Fwd: Three GPU cards on shared-mem motherboard

From: Francesco Pietra (chiendarret_at_gmail.com)
Date: Wed May 30 2012 - 12:33:47 CDT

Forgot the list previously. Sorry
f.

---------- Forwarded message ----------
From: Francesco Pietra <chiendarret_at_gmail.com>
Date: Wed, May 30, 2012 at 7:28 PM
Subject: Re: namd-l: Three GPU cards on shared-mem motherboard
To: Vincent Leroux <vincent.leroux_at_loria.fr>

On Wed, May 30, 2012 at 6:14 PM, Vincent Leroux <vincent.leroux_at_loria.fr> wrote:
> Hi,
>
> A GTX690 basically is two GTX680 chips on a single board. No surprise, this
> is twice as expensive. You may have a hard time finding one on the market.
> In addition, I am not sure you can put more than two on a single
> motherboard, this may be technically impossible. And if you have two you
> have to make sure the motherboard design leaves enough space between the two
> cards, if they are too close the top one will probably die very quickly.

Actually, the GA-890FXA-UD5 I have puts the two GTX-580 I have close
to one another.
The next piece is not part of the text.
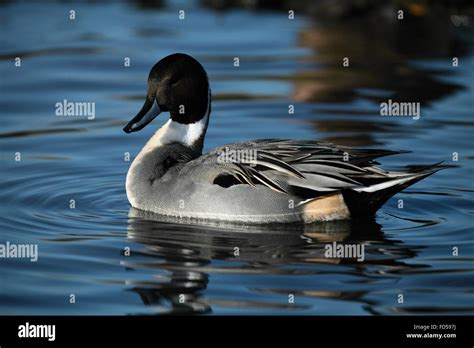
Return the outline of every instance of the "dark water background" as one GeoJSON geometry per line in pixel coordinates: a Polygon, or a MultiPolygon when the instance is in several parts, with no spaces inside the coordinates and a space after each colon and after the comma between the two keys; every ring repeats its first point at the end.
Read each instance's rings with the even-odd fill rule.
{"type": "Polygon", "coordinates": [[[0,30],[0,242],[39,245],[38,262],[0,259],[0,314],[474,313],[472,29],[429,15],[403,25],[290,21],[285,12],[186,1],[7,2],[0,30]],[[122,127],[142,105],[150,67],[173,52],[209,73],[206,150],[321,139],[413,151],[383,159],[390,169],[457,167],[396,195],[368,221],[301,230],[135,217],[124,153],[133,158],[164,118],[133,135],[122,127]],[[421,118],[381,117],[388,98],[420,102],[421,118]],[[95,119],[55,116],[64,99],[95,102],[95,119]],[[365,244],[365,261],[324,258],[332,241],[365,244]]]}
However, The Antec TwelveHundred case is very
efficient (have a look at the design) and the two cards never go above
85 centigrade. I check regularly the cards with cuda-memtest and no
problem came out. The boost of the second 580 was tremendous. I can't
give figures, short of time.
>
> The Quadros or the Teslas are indeed optimized for double precision and
> failsafe operation,

As I wrote, I can't have interest in double precision.
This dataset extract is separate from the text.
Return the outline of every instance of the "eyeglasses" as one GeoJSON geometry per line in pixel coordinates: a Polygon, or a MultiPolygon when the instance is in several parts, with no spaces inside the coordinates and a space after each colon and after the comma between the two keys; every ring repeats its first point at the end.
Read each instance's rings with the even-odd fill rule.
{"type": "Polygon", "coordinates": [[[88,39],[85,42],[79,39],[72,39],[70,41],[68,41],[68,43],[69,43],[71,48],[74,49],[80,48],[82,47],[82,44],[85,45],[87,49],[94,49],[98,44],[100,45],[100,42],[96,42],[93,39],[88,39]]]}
but they are very expensive, and AFAIK they are based
> off the previous generations of nVidia GPUs, so even if the GTX680/690
> performance suffers from not being double precision-optimized it may still
> be more efficient at the present time for MD simulations.
>
> But in any case, are you sure your problem will be PCI bandwidth rather than
> CPU? While I agree that generally AMD CPUs offer a better performance/value
> ratio, I am unsure a single 6-core CPU will be enough, even if the GPU does
> most of the job...

It has been competently posted here often that two CPUs per GPU card
are enough. Do two GTX-580 make four cards? If so you may be right.
And I can't demostrate that I am getting all that the GTX-580 could
do.

> In addition, you will probably need to have very large
> systems

Should I had small systems, I would be al multi CPUs.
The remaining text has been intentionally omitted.